New York Times Editor Who 'Resigned' After Publishing the Tom Cotton Op-Ed Is Unsurprisingly Awful in Other Ways

New York Times Editor Who 'Resigned' After Publishing the Tom Cotton Op-Ed Is Unsurprisingly Awful in Other Ways
Graphic:Elena Scotti (Photos: Getty Images)

On Wednesday, a highly qualified woman editor who left journalism in 2015 wrote a blog post detailing the shitty work environment that lead to her departure and the impossibility of succeeding within a system quite literally designed for women and POC to fail.
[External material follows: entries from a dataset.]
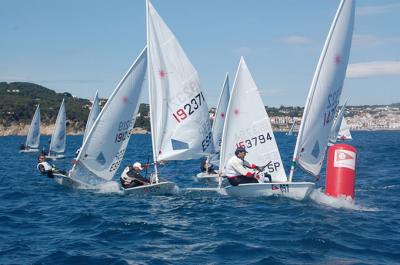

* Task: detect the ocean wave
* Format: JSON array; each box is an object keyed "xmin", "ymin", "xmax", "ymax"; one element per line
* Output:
[{"xmin": 310, "ymin": 188, "xmax": 379, "ymax": 211}]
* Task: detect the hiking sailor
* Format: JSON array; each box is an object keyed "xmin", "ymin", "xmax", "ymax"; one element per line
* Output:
[
  {"xmin": 120, "ymin": 162, "xmax": 150, "ymax": 189},
  {"xmin": 37, "ymin": 153, "xmax": 65, "ymax": 178},
  {"xmin": 200, "ymin": 157, "xmax": 217, "ymax": 174},
  {"xmin": 225, "ymin": 146, "xmax": 271, "ymax": 186}
]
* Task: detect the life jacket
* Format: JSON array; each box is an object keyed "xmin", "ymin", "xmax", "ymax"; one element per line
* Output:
[{"xmin": 37, "ymin": 161, "xmax": 53, "ymax": 174}]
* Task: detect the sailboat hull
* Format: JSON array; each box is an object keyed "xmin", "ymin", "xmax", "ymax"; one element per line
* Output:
[
  {"xmin": 19, "ymin": 148, "xmax": 39, "ymax": 153},
  {"xmin": 53, "ymin": 173, "xmax": 92, "ymax": 189},
  {"xmin": 46, "ymin": 154, "xmax": 65, "ymax": 160},
  {"xmin": 195, "ymin": 172, "xmax": 220, "ymax": 183},
  {"xmin": 122, "ymin": 181, "xmax": 178, "ymax": 196},
  {"xmin": 223, "ymin": 182, "xmax": 315, "ymax": 200}
]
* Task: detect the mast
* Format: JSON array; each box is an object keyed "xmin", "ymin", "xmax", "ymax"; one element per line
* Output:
[{"xmin": 146, "ymin": 0, "xmax": 159, "ymax": 183}]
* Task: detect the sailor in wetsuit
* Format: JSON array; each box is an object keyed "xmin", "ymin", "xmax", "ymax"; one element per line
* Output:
[
  {"xmin": 37, "ymin": 153, "xmax": 65, "ymax": 178},
  {"xmin": 120, "ymin": 162, "xmax": 150, "ymax": 189}
]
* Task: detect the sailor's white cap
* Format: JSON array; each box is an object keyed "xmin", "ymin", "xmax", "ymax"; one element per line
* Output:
[{"xmin": 133, "ymin": 162, "xmax": 143, "ymax": 170}]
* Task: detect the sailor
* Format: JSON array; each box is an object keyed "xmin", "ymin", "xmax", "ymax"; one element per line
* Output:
[
  {"xmin": 225, "ymin": 146, "xmax": 271, "ymax": 186},
  {"xmin": 19, "ymin": 143, "xmax": 26, "ymax": 150},
  {"xmin": 200, "ymin": 157, "xmax": 217, "ymax": 174},
  {"xmin": 37, "ymin": 153, "xmax": 64, "ymax": 178},
  {"xmin": 120, "ymin": 162, "xmax": 150, "ymax": 189}
]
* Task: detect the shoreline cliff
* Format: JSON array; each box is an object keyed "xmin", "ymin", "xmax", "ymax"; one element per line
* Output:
[{"xmin": 0, "ymin": 123, "xmax": 149, "ymax": 136}]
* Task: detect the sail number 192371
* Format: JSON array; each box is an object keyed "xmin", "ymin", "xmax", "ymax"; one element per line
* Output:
[{"xmin": 172, "ymin": 92, "xmax": 206, "ymax": 123}]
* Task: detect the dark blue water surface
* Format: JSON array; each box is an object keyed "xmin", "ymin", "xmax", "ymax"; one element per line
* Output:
[{"xmin": 1, "ymin": 131, "xmax": 399, "ymax": 265}]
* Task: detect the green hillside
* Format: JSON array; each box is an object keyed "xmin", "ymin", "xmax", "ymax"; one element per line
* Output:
[
  {"xmin": 0, "ymin": 82, "xmax": 151, "ymax": 131},
  {"xmin": 0, "ymin": 82, "xmax": 90, "ymax": 125}
]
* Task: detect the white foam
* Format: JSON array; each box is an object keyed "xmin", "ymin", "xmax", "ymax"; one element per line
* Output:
[
  {"xmin": 382, "ymin": 185, "xmax": 399, "ymax": 190},
  {"xmin": 310, "ymin": 188, "xmax": 379, "ymax": 212},
  {"xmin": 94, "ymin": 181, "xmax": 124, "ymax": 194}
]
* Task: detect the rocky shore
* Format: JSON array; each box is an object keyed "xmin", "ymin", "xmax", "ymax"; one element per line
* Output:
[{"xmin": 0, "ymin": 123, "xmax": 149, "ymax": 136}]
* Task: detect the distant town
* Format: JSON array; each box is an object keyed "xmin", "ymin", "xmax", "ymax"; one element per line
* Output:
[{"xmin": 265, "ymin": 104, "xmax": 400, "ymax": 131}]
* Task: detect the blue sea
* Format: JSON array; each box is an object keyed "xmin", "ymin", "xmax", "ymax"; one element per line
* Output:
[{"xmin": 1, "ymin": 131, "xmax": 399, "ymax": 265}]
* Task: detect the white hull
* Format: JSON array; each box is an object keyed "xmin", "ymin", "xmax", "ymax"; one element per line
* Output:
[
  {"xmin": 19, "ymin": 148, "xmax": 39, "ymax": 153},
  {"xmin": 46, "ymin": 154, "xmax": 65, "ymax": 160},
  {"xmin": 122, "ymin": 181, "xmax": 177, "ymax": 196},
  {"xmin": 186, "ymin": 187, "xmax": 225, "ymax": 195},
  {"xmin": 195, "ymin": 172, "xmax": 220, "ymax": 183},
  {"xmin": 53, "ymin": 173, "xmax": 92, "ymax": 189},
  {"xmin": 223, "ymin": 182, "xmax": 315, "ymax": 200}
]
The unfortunate thing is how utterly unremarkable the story is, as it outlines nearly the exact same experience of countless other women attempting to explain how things went so wrong for them in a work environment that loudly champions “diversity,” in theory.

Jennifer Barnett, former managing editor at The Atlantic, wrote a blog post at Medium explaining her departure from the “top of the masthead of one of the most prestigious and respected publications with more than a 150-year-old history.” In it, Barnett details how her (unnamed in the post) boss launched a campaign to freeze her out of work decisions, events, and meetings when he wasn’t loudly berating her in front of the staff for taking issue with his violation of journalistic ethics and poor treatment of other staff members.
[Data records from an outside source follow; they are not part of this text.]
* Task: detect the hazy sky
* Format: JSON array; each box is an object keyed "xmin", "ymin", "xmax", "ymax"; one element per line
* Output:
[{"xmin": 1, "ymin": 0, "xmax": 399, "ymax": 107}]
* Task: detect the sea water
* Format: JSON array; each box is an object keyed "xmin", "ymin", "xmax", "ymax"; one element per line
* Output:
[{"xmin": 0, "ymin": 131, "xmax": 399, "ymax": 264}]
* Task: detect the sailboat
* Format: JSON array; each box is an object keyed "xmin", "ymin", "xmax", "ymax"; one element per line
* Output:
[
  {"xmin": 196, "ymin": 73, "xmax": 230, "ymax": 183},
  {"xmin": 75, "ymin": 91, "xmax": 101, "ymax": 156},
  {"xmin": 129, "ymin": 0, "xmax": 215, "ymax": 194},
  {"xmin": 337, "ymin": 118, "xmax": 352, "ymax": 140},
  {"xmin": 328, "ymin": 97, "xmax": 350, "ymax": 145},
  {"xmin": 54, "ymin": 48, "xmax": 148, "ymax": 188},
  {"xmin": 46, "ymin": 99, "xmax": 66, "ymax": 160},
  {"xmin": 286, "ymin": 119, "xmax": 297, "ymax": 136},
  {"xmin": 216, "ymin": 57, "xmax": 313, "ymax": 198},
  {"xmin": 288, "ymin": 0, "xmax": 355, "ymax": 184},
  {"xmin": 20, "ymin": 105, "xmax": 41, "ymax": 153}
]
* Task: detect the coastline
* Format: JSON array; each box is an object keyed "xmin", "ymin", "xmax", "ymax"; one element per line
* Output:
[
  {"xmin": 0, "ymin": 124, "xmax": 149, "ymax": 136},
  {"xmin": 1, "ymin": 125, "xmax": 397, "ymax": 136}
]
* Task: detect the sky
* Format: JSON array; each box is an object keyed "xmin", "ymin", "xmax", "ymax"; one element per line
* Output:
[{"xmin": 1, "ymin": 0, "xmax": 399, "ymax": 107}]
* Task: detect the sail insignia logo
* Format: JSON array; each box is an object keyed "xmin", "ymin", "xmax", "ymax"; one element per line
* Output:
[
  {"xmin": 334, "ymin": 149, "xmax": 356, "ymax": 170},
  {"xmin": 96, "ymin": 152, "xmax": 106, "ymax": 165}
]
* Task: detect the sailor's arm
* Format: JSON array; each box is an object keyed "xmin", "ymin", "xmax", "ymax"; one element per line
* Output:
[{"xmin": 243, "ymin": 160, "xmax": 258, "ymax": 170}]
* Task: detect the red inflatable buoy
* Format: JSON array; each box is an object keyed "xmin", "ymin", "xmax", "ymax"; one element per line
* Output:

Though she omits his name, it’s clear that Barnett means James Bennet, most recently in the news for “resigning” from his position at The New York Times after publishing an op-ed by Senator Tom Cotton calling for government-sponsored violence against Black Lives Matter protests. But before he published a fascist polemic that he admittedly had not even read, Barnett says her “boss had a rage problem” that he often took out on women employees, including his assistant and herself:

“There were a handful of editors, all men, who had carte blanche to walk into my boss’s office at any time, even with the most trivial of matters,” Barnett wrote. “But when I needed to see him for business crucial to the magazine, he’d yell at me. Loudly, and with rage.” In the post, she notes several instances where she says saw Bennet behave similarly to at least two other women employees while simultaneously scheduling alcohol-heavy work meetings outside working hours when women with families would have difficulty attending, and literally shutting the door in her face in order to lock her out of his meetings with her staff, all sexist-but-common industry practices that The Atlantic condemned in its own “Women at Work” reporting.

But the incident that forced Barnett to resign, she writes, was Bennet’s alleged behind-the-scenes meddling in a piece the magazine published that was critical of his father, who was once president of Wesleyan University. The clash over Bennet’s behavior, which Barnett told The Washington Post in 2019 was “abusive” was presented by the paper as a “he said/she said” involving Bennet, who was painted as complicated rather than unethical. The following year, Bennet would make headlines again for the Tom Cotton piece.

But despite public missteps and what sounds like privately just being an incompetent nightmare of a person, Barnett says her former boss will likely be taking a job as a writer for The Atlantic under a publisher who seems to believe only men are good enough writers to produce “10,000-word cover stories.”

If this story sounds familiar, it’s because it absolutely is. In my one year as a staff writer at Jezebel, I’ve reported on similar workplace abuses twice, and the men involved have either moved on to even more lucrative gigs or laid low long enough for the controversy to die down before going right back to being exactly the kinds of shitbag bosses they were before anyone called them out on it while a large percentage of the women I interviewed have left the industry. And these are stories where the call is coming from inside the house—media companies that publicly champion their women and POC employees while privately treating them like garbage. If it is this bad for people in the industry supposedly leading the charge on changing the workplace, the stories no one is telling from other industries must be just as awful as they have always been.